Below are the catches that got me stumped for some time.
- There are no logs on both sides of VPN, making the whole work difficult to troubleshoot when not working.
- The local subnets on both AWS VPC and office network must be fully operational including routing and firewall before the VPN connection comes up.
- The VPN must see a round-trip packet initiated from office internal subnet outside ASA or from the internal network interface on ASA, and SUCCESSFULLY returned from VPC subnet to truly bring up the VPN connection.
- Pinging from ASA without specifying originating port toward VPC has no effect. Ping from VPC toward office network has no effect either. Amazon provided ASA configuration file contains a sla monitor for ASA to ping VPC every 5 seconds to maintain the connection works. But when troubleshooting, better use a OS in office internal network to ping an live OS instance IP on AWS VPC. AWS' local gateway x.x.0.1 and DNS IP x.x.0.2 do not respond to pings from remote subnets so do not ping them to bring up VPN
- Disable Public Network Firewall in Windows on AWS VPC to respond to pings.

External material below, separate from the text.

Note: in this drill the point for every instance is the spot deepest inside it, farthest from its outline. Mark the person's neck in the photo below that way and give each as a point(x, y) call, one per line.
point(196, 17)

- Check connection status on ASA using command show crypto isakmp sa and show crypto ipsec sa. They shows no sa when VPN is not up even when all configuration are correct. It just needs a ping. The Connection Status on AWS VPN Connection has a big time lag of several minutes to show correct status.
- Use show access-list to see the hit count of both VPN mapped access-list and VPN filter access-list to help determining where the packets have reached
- Don’t forget adding route outside rules and no-nat-in rules.
- VPN traffic access control should be done using group policy filter access list, not through mapped VPN Access List.
- The syntax of group policy filter access list is different from regular access list. For example, to allow local subnet to SSH to remote subnet, the command is access-list acl_amzn-vpn-filter extended permit tcp [remote_subnet] [remote_mask] eq ssh [local_subnet] [local_mask]. The access list rule syntax for inbound traffic is the same as regular command, like this access-list acl_amzn-vpn-filter extended permit tcp [remote_subnet] [remote_mask] [local_subnet] [local_mask] eq ssh. Some documentation say the outbound is implicitly added when inbound is permitted. It is not the case for me.